Erdene dials into new polymetallic discovery in Mongolia

An extensive polymetallic anomaly with areas of intense veining at surface bloomed for Erdene Resource Development (TSX: ERD) following soil and rock sampling in an area southwest of scout drilling on its prospective Tsenkher Nomin property in Mongolia.Erdene began exploring a broader area of Tsenkher Nomin after earlier this year scout-drilling at Nomin Tal, in the northeastern corner of the property, hit intercepts it called “encouraging” with as much as 13.3 g/t gold, 3 percent copper and 26 g/t silver. Hand-dug pits on surface had tipped-off Erdene geologists to the area’s potential.

The impressive result of soil sampling over a roughly 60-sq.-km area at 400-metre intervals on the Tsenkher Nomin property is readily apparent from Erdene maps; sticking out, an extensive gold-lead anomaly covering an amoebic-shaped, two-by-three kilometre area with assays returning as much as 1.5 g/t Au and 2.6 percent lead.

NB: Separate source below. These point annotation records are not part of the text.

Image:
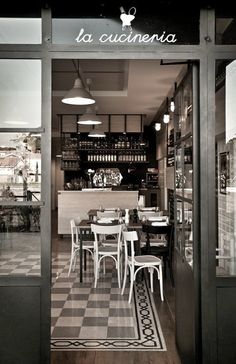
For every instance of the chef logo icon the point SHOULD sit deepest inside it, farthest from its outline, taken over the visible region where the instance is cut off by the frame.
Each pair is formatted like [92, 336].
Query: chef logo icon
[127, 18]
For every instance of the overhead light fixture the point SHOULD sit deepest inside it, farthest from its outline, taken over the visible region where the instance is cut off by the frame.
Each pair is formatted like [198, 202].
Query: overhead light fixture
[172, 105]
[95, 133]
[89, 117]
[166, 116]
[78, 95]
[157, 126]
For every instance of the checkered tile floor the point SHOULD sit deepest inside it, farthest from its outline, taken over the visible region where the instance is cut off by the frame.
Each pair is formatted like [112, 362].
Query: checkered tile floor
[96, 319]
[19, 263]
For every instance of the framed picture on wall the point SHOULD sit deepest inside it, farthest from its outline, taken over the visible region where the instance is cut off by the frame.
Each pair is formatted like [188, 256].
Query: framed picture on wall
[224, 171]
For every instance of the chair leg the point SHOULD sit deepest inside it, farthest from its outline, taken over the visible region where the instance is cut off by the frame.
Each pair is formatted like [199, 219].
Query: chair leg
[85, 260]
[161, 282]
[71, 262]
[131, 283]
[124, 281]
[118, 273]
[151, 270]
[74, 259]
[164, 261]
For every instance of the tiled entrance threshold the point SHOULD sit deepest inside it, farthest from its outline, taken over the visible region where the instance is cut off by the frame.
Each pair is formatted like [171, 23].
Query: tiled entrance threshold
[85, 318]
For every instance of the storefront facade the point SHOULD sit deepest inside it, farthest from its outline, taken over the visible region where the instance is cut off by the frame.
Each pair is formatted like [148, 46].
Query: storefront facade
[210, 323]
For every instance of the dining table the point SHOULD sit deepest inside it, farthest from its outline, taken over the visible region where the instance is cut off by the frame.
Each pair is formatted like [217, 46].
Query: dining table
[84, 230]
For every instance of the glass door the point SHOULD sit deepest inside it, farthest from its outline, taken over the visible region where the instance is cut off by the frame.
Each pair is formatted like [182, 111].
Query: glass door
[185, 117]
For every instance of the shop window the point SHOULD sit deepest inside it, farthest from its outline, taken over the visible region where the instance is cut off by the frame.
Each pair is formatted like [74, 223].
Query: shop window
[225, 141]
[20, 93]
[20, 30]
[20, 167]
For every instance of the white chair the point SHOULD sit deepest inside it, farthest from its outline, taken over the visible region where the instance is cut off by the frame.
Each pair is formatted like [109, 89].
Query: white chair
[75, 245]
[140, 261]
[101, 252]
[107, 214]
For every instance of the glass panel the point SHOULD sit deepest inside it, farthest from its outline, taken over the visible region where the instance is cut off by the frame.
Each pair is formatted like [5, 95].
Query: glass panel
[188, 168]
[20, 31]
[179, 224]
[225, 138]
[186, 120]
[175, 25]
[20, 93]
[19, 240]
[188, 233]
[179, 177]
[20, 167]
[225, 25]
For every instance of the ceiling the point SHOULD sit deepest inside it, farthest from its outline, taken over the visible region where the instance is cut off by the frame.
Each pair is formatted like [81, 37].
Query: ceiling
[118, 86]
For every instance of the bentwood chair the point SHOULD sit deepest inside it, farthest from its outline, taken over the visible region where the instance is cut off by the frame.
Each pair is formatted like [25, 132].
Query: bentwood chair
[164, 248]
[75, 246]
[101, 252]
[133, 261]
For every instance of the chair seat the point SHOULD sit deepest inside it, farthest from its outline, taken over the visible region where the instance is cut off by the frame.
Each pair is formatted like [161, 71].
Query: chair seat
[107, 249]
[88, 244]
[146, 259]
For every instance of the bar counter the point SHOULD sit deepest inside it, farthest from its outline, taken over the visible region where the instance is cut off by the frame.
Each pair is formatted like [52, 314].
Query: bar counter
[76, 204]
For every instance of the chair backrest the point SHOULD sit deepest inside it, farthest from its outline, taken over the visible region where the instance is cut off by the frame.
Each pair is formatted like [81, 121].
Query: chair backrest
[74, 232]
[102, 214]
[149, 214]
[107, 230]
[129, 238]
[159, 230]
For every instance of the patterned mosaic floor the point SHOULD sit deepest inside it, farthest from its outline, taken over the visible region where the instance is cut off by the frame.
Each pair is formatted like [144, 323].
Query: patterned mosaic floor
[84, 318]
[19, 263]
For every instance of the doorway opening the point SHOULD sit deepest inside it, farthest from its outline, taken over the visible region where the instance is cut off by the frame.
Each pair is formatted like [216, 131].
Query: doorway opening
[132, 97]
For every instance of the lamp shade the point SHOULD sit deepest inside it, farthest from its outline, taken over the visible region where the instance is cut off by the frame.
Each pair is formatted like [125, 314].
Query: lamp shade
[89, 118]
[166, 118]
[96, 134]
[78, 95]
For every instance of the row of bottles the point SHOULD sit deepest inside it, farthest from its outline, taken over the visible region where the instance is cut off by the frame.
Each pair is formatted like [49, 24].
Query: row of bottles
[67, 164]
[117, 157]
[119, 142]
[70, 154]
[69, 143]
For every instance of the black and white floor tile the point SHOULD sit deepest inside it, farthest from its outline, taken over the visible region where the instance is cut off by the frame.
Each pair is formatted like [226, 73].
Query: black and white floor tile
[85, 318]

Of note within the broader anomaly are four targets with polymetallic veins showing at surface that Erdene has christened Altan Nar 1 through 4.

While drilling at Nomin Tal continues, Erdene says when it finishes up there, it will turn its sights to the southwest, initially drilling at Altan Nar 1 and 2 where it found the most extensive vein outcrops.

The most obvious, Altan Nar 1, shows “intense, parallel epithermal quartz veining over a 160 metre by 100 metre area,” Erdene states, and produced rock sampling grading as much as 41 g/t gold. All told Erdene says it had mapped quartz veins, as wide as 10 metres, over 460 metres of strike at Altan Nar.

For Erdene Tsenkher Nomin represents an early stage prospect as it develops more advanced coal and molybdenum projects, also in Mongolia, and pursues production at its 25-percent owned Donkin coal project in Nova Scotia with partner Xstrata Coal.